8. Also in Horeb--rather, "even in Horeb," where it might have been expected they would have acted otherwise.

12-29. Arise, get thee down quickly from hence; for thy people . . . have corrupted themselves--With a view to humble them effectually, Moses proceeds to particularize some of the most atrocious instances of their infidelity. He begins with the impiety of the golden calf--an impiety which, while their miraculous emancipation from Egypt, the most stupendous displays of the Divine Majesty that were exhibited on the adjoining mount, and the recent ratification of the covenant by which they engaged to act as the people of God, were fresh in memory, indicated a degree of inconstancy or debasement almost incredible.

17. I took the two tables, . . . and broke them before your eyes--not in the heat of intemperate passion, but in righteous indignation, from zeal to vindicate the unsullied honor of God, and by the suggestion of His Spirit to intimate that the covenant had been broken, and the people excluded from the divine favor.

18. I fell down before the Lord--The sudden and painful reaction which this scene of pagan revelry produced on the mind of the pious and patriotic leader can be more easily imagined than described. Great and public sins call for seasons of extraordinary humiliation, and in his deep affliction for the awful apostasy, he seems to have held a miraculous fast as long as before.

20. The Lord was very angry with Aaron to have destroyed him--By allowing himself to be overborne by the tide of popular clamor, Aaron became a partaker in the guilt of idolatry and would have suffered the penalty of his sinful compliance, had not the earnest intercession of Moses on his behalf prevailed.

21. I cast the dust thereof into the brook that descended out of the mount--that is, "the smitten rock" (El Leja) which was probably contiguous to, or a part of, Sinai.

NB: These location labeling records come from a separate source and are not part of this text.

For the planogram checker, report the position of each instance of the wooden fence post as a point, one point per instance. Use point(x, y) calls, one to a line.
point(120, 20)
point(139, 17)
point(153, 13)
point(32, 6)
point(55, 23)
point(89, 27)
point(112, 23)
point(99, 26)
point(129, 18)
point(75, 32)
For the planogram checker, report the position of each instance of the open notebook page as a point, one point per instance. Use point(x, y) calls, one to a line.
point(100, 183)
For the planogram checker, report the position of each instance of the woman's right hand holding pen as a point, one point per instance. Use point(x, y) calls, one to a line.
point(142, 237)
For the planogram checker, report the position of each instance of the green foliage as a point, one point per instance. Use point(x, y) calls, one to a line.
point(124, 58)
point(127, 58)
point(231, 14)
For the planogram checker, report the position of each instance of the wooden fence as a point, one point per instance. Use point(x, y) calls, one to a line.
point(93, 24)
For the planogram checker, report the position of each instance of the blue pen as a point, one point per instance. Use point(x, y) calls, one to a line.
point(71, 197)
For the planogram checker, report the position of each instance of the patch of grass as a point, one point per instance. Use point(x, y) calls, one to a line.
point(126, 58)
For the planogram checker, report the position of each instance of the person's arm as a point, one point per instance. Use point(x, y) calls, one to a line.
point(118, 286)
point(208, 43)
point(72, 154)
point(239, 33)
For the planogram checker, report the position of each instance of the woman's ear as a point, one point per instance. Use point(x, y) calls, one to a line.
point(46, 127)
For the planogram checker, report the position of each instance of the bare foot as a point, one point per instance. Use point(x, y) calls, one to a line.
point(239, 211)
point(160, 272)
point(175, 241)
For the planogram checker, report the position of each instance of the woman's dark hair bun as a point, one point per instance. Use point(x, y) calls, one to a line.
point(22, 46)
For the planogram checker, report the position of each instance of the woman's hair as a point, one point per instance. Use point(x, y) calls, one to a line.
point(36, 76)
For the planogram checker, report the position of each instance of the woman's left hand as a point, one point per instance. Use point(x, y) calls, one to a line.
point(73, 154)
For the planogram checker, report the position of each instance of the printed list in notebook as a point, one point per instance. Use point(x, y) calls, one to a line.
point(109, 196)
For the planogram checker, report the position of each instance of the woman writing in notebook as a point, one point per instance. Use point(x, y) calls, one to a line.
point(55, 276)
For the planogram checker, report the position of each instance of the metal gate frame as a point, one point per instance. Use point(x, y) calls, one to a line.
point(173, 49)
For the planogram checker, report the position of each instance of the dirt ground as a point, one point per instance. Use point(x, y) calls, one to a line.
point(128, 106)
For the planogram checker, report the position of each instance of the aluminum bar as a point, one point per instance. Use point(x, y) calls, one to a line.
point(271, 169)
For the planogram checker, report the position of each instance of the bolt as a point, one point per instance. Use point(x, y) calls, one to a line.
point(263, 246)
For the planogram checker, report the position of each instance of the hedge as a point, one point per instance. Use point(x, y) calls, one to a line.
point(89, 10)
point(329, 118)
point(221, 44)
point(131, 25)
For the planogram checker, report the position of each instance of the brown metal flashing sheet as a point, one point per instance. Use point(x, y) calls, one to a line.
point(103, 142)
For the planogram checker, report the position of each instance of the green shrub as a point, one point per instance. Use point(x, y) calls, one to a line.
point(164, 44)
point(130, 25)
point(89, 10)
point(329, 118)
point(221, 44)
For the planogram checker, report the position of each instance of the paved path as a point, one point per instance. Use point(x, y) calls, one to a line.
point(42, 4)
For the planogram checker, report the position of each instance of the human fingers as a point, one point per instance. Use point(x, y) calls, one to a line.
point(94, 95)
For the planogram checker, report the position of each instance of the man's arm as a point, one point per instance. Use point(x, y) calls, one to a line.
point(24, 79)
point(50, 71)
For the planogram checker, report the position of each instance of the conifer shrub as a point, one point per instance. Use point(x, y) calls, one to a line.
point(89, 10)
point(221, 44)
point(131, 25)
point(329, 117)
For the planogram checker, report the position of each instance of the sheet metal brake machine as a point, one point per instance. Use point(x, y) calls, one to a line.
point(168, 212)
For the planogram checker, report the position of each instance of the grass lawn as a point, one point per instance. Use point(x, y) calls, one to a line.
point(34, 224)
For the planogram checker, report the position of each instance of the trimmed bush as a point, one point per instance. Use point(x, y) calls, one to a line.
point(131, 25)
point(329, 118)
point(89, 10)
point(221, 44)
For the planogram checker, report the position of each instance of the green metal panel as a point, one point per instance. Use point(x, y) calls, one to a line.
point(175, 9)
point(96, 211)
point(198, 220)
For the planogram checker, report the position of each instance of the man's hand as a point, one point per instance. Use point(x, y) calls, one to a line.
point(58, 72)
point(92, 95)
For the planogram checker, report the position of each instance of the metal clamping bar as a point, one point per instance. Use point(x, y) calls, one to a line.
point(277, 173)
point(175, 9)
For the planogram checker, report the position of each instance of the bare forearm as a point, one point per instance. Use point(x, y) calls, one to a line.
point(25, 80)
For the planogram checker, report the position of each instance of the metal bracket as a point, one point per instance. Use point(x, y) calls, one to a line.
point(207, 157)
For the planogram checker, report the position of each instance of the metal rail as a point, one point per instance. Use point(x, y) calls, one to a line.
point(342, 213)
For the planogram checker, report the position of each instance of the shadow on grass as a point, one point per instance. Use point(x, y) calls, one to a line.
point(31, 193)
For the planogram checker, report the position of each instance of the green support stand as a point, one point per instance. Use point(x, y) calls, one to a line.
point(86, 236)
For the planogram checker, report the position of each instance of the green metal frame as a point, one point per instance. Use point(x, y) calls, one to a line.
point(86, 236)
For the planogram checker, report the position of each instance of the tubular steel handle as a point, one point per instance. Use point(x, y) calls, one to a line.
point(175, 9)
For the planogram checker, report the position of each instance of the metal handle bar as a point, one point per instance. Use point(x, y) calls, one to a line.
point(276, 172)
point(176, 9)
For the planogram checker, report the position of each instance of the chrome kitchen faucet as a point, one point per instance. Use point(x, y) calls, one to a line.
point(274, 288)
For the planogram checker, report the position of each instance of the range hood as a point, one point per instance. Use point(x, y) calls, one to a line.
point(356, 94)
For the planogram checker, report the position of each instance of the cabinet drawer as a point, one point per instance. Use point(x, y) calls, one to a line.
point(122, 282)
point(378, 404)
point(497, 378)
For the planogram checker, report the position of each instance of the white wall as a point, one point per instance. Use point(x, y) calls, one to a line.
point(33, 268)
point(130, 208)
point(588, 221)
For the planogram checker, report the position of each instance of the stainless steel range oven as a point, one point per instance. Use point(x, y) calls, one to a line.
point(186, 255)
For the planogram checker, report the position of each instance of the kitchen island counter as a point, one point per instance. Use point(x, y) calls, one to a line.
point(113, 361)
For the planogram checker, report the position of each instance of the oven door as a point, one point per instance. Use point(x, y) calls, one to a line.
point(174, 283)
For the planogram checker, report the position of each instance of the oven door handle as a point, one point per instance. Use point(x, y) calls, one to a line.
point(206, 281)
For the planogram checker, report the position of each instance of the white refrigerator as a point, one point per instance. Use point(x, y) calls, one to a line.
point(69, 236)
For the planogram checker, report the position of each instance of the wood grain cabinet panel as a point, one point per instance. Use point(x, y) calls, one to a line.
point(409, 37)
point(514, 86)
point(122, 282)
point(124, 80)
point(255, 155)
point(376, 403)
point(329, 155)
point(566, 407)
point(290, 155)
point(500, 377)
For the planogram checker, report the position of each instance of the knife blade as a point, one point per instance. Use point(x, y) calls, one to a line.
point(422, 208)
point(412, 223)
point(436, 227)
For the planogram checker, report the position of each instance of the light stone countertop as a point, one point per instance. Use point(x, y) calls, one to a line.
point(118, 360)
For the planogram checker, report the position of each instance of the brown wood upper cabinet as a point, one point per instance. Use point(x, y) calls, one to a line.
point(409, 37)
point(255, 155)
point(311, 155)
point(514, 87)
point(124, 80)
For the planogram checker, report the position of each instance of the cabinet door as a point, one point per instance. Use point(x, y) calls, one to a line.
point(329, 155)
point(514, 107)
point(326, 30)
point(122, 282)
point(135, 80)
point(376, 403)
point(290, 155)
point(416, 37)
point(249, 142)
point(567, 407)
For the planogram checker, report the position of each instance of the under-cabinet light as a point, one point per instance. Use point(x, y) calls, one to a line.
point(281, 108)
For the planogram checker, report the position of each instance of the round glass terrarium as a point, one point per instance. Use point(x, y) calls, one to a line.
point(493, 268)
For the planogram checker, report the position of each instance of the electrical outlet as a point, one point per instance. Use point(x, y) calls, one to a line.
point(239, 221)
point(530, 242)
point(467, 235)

It is too seldom borne in mind that though the Israelites were supplied with water from this rock when they were stationed at Rephidim (Wady Feiran), there is nothing in the Scripture narrative which should lead us to suppose that the rock was in the immediate neighborhood of that place (see on Ex 17:5). The water on this smitten rock was probably the brook that descended from the mount. The water may have flowed at the distance of many miles from the rock, as the winter torrents do now through the wadies of Arabia-Petræa (Ps 78:15, 16). And the rock may have been smitten at such a height, and at a spot bearing such a relation to the Sinaitic valleys, as to furnish in this way supplies of water to the Israelites during the journey from Horeb by the way of mount Seir and Kadesh-barnea (De 1:1, 2). On this supposition new light is, perhaps, cast on the figurative language of the apostle, when he speaks of "the rock following" the Israelites (1Co 10:4) [WILSON, Land of the Bible].

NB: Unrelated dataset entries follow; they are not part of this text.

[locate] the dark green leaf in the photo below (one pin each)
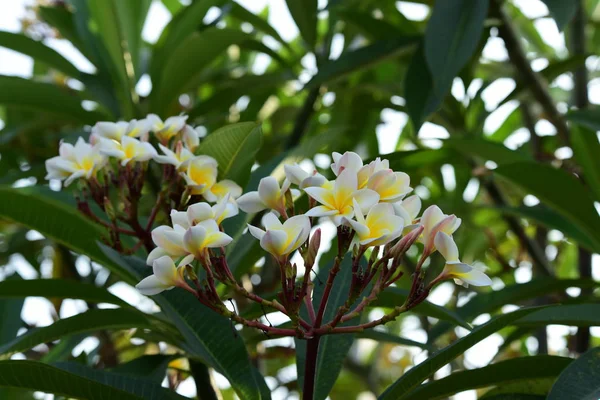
(508, 371)
(419, 373)
(581, 379)
(452, 35)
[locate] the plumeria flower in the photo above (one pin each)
(201, 174)
(434, 221)
(269, 195)
(166, 276)
(281, 239)
(221, 189)
(178, 158)
(202, 236)
(73, 162)
(408, 208)
(116, 130)
(164, 131)
(380, 227)
(128, 149)
(169, 241)
(337, 201)
(391, 186)
(463, 274)
(297, 176)
(225, 208)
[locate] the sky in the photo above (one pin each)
(37, 310)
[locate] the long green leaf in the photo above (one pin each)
(452, 35)
(508, 371)
(58, 289)
(361, 59)
(89, 321)
(234, 147)
(204, 332)
(38, 209)
(419, 373)
(38, 51)
(304, 13)
(46, 97)
(566, 194)
(581, 379)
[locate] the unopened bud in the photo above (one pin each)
(313, 248)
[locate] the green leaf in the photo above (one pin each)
(561, 11)
(580, 380)
(37, 376)
(572, 314)
(589, 117)
(393, 296)
(204, 332)
(38, 51)
(234, 147)
(486, 150)
(421, 99)
(419, 373)
(142, 387)
(566, 194)
(508, 371)
(45, 97)
(361, 59)
(59, 289)
(89, 321)
(304, 13)
(38, 208)
(184, 66)
(452, 35)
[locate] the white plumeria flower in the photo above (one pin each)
(116, 130)
(282, 239)
(269, 195)
(463, 274)
(204, 235)
(164, 131)
(169, 241)
(408, 208)
(434, 221)
(223, 188)
(225, 208)
(178, 158)
(73, 162)
(391, 186)
(128, 149)
(166, 276)
(337, 201)
(297, 176)
(380, 227)
(201, 174)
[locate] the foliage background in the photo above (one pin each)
(506, 135)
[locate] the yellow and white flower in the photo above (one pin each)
(127, 150)
(269, 195)
(297, 176)
(463, 274)
(282, 239)
(116, 130)
(178, 158)
(164, 131)
(73, 162)
(166, 276)
(337, 201)
(201, 174)
(204, 235)
(391, 186)
(380, 227)
(225, 208)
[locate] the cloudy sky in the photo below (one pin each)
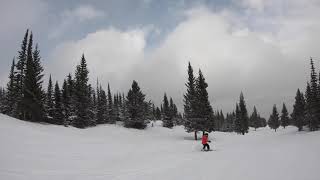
(260, 47)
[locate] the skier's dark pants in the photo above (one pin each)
(206, 146)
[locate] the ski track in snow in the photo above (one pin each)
(37, 152)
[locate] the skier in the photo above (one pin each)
(205, 142)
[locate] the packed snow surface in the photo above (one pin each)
(39, 152)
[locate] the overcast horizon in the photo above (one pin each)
(259, 47)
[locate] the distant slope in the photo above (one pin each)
(38, 152)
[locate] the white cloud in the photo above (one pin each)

25. Thus I fell down before the Lord forty days and forty nights, as I fell down at the first--After the enumeration of various acts of rebellion, he had mentioned the outbreak at Kadesh-barnea, which, on a superficial reading of this verse, would seem to have led Moses to a third and protracted season of humiliation. But on a comparison of this passage with Nu 14:5, the subject and language of this prayer show that only the second act of intercession (De 9:18) is now described in fuller detail.